Her husband Fred was also a first-generation college student who grew up in public housing in the Bronx, New York before relocating to Bridgeport, Connecticut in his teens. “For us,” Elisabeth DeLuca said in a rare 2018 interview with the Yale School of Medicine, the hospital network where her husband was treated for leukemia before his death in 2015, “education was a road to being self-sufficient.”

The pair began dating when they were in high school in Connecticut. In 1965, when he was 17, Fred DeLuca started his submarine sandwich business with family friend Peter Buck in Bridgeport. While Fred focused on opening new locations of what would later become Subway, Elisabeth got her degree in nursing at UConn before getting a job at nearby Bridgeport Hospital.

The newlyweds both found quick success. Within a decade, Fred had 16 restaurants across the state. Elisabeth, meanwhile, was soon promoted to head nurse of intensive care services, overseeing the nurses in the ICU, according to the University of Connecticut. “It was really satisfying to work with patients and families going through difficult situations,” DeLuca told the Yale School of Medicine.

DeLuca gave up nursing decades ago and worked at Subway writing operations manuals, but has never spoken publicly about the business, not even when a group of franchisees appealed to her directly in 2021 about the difficulties they faced during the pandemic. She also kept quiet despite reports of her late husband’s extracurricular romantic life, including the allegation that he adopted a child with one of the women. Neither her foundation nor her attorney responded to multiple requests for comment.

One thing the couple didn’t do together is give away much money, despite their growing wealth. (Forbes first listed Fred DeLuca as a billionaire in 2004.) While Fred was alive, the couple donated less than $1 million a year on average. Elisabeth stepped it up almost immediately and, in addition to the land donation, has so far given a collective $100 million to hundreds of nonprofits, including after school programs, a community college and the Yale New Haven Hospital Network, according to her foundations’ filings.

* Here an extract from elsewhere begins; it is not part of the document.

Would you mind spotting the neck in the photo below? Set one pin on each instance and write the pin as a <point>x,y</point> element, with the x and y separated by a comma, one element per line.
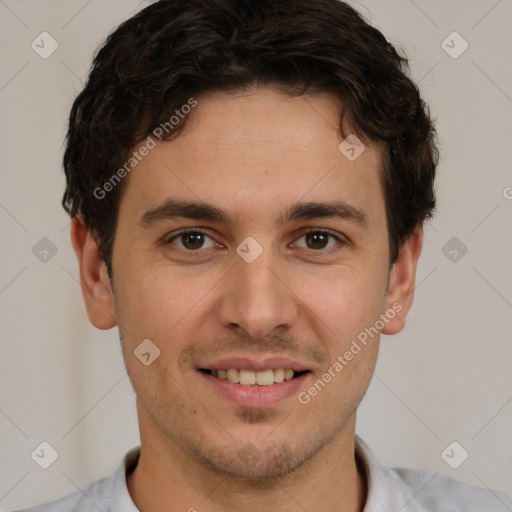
<point>165,475</point>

In Florida, the DeLuca Foundation has developed a reputation for wanting “to make the biggest impact and serve the most underserved,” said Debra Lee-Thomasset, the CEO and program director of The Arc at the Glades, a nonprofit that offers services, including vocational training, for adults with intellectual and developmental disabilities in the Palm Beach-adjacent Glades County. Lee-Thomasset said that the DeLuca Foundation reached out to her nonprofit in 2021 and paid to fix up their facility, which was rundown at the time.

“I’m not even sure how they heard about us,” Lee-Thomasset said. “They gave us money just to make the repairs so we could keep our programs going when we had no other options for money.”

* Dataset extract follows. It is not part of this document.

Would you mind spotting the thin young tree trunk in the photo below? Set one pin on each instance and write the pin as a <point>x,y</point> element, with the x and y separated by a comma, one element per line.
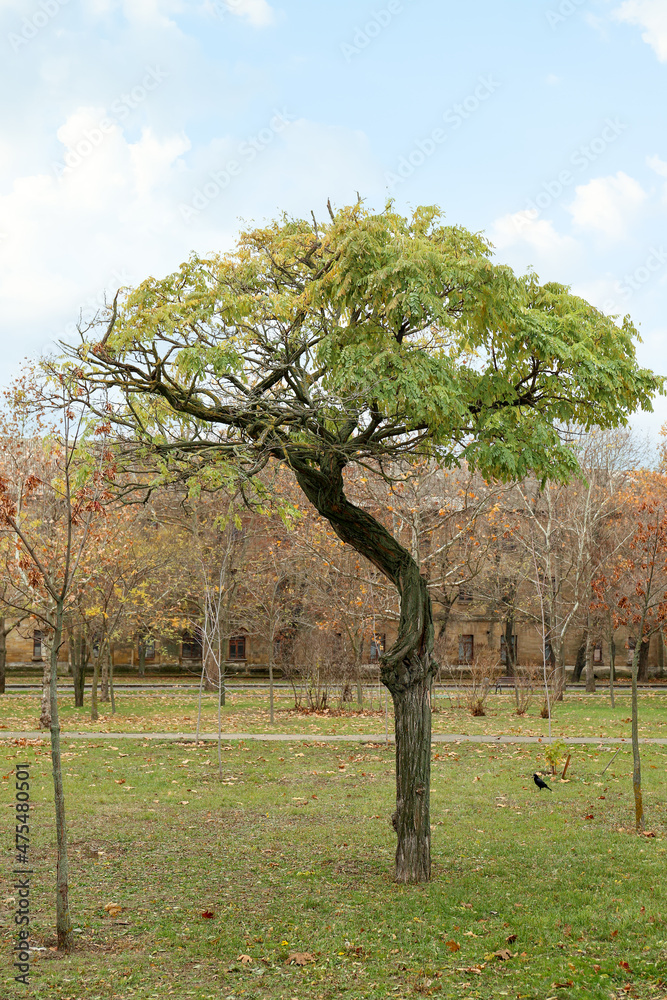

DeLuca’s style of philanthropy falls in line with a new cohort of women quietly giving away their fortunes, with none of the pomp and flash that some donors lean into. That includes philanthropists like Lynn Schusterman, who’s given away $2.5 billion to causes including reproductive equity and the Jewish community, and Laurene Powell Jobs, who has pledged $3.5 billion to environmental causes. Perhaps the best known is MacKenzie Scott, the billionaire ex-wife of Amazon founder and chairman Jeff Bezos. Scott has given away at least $14.4 billion since receiving a 4% stake in Amazon as part of the 2019 divorce settlement. The pace and scope of her donations–much of which have gone to community-focused groups that serve the needy–have far surpassed that of many longtime philanthropists.

DeLuca has a lot of catching up to do, but her recent gifts and her coming windfall suggest this low-key donor could be about to make some bigger moves.